First off I am a computer programmer, so excuse my lack of math understanding. Also I know this question has been asked before, but the answers don't seem to apply to this specific situation.
Given a polygon, which is made up of points. For example:
[{"x":301.1848472789287,"y":216.523742955658},{"x":299.92410285162424,"y":241.37037128550003},{"x":296.227787218953,"y":264.523742955658},{"x":290.347798182831,"y":284.40599394956655},{"x":282.68484727892877,"y":299.6621817189641},{"x":273.761151947722,"y":309.25262227940857},{"x":264.18484727892877,"y":312.523742955658},{"x":254.60854261013552,"y":309.25262227940857},{"x":245.6848472789288,"y":299.6621817189641},{"x":238.02189637502653,"y":284.40599394956655},{"x":232.14190733890456,"y":264.523742955658},{"x":228.44559170623327,"y":241.37037128550003},{"x":227.1848472789288,"y":216.52374295565804},{"x":228.44559170623327,"y":191.67711462581605},{"x":232.14190733890456,"y":168.52374295565807},{"x":238.02189637502653,"y":148.64149196174952},{"x":245.68484727892877,"y":133.38530419235195},{"x":254.60854261013552,"y":123.79486363190748},{"x":264.18484727892877,"y":120.52374295565804},{"x":273.761151947722,"y":123.79486363190746},{"x":282.68484727892877,"y":133.38530419235192},{"x":290.347798182831,"y":148.64149196174947},{"x":296.2277872189529,"y":168.52374295565798},{"x":299.92410285162424,"y":191.67711462581596}]
Where each coordinate is in the global coordinate system (top left is 0,0 and right and down is positive).
I want to figure out where each point would be if I were to rotate the polygon around it's center (is that called centroid?).
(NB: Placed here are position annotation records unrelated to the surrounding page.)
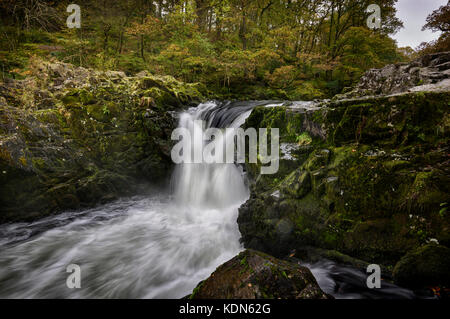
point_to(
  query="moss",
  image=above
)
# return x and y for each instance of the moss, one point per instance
(426, 266)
These polygons may be whatever a user decides to draw on the screen, so they might be concave or convex or anything. In the array of coordinates above, it is a circle as a bunch of points.
So basically instead of rotating the shape and keeping the points local, I want to move the points in the global coordinate system, and figure out where they should be when rotated around a point.
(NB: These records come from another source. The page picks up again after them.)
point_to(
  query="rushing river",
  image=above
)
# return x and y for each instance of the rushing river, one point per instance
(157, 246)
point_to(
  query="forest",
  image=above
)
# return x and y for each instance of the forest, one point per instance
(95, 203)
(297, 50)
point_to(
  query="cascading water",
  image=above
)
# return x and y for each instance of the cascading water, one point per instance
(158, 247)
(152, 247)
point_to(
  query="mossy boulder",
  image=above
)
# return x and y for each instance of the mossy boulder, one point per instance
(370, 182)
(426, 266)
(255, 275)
I know in the past I used matrix math, but I am just not sure how to do it. I've been at this for weeks now. I believe it's something like moving the shape to 0,0 and rotating it to 0 and doing the rotation matrix on the shape and moving it back but it does not seem to work for me.
Edit: I know the center of the bounding box of the polygon.
Best Answer
Step1. Reorganize your data a bit. Let us store the coordinates $(x_j, y_j)$ of the vertices of the polygon your points in a $2 \times n$ array called $P$, like this $$ P = \begin{bmatrix} x_1 & x_2 & x_{3} & \dots & x_{n} \\ y_1 & y_2 & y_{3} & \dots & y_{n} \\ \end{bmatrix}$$
Step2. Compute the centroid $(a,b)$ that you need. If you are looking for the centroid of the vertices of the polygon you can do it as follows $$\begin{bmatrix} a \\ b \\ \end{bmatrix} = \frac{1}{n} \, \left( \, \, \begin{bmatrix} x_1 \\ y_1 \\ \end{bmatrix} + \begin{bmatrix} x_2 \\ y_2 \\ \end{bmatrix} + \begin{bmatrix} x_3 \\ y_3 \\ \end{bmatrix} + ... + \begin{bmatrix} x_n \\ y_n \\ \end{bmatrix} \, \, \right)$$
Note that there are various notions of centroid, depending on how you view your polygon -- a finite set of mass-points, a frame (a set of points and struts) or as a whole object with equally distributed mass inside the polygon. You can check the formulas on the net.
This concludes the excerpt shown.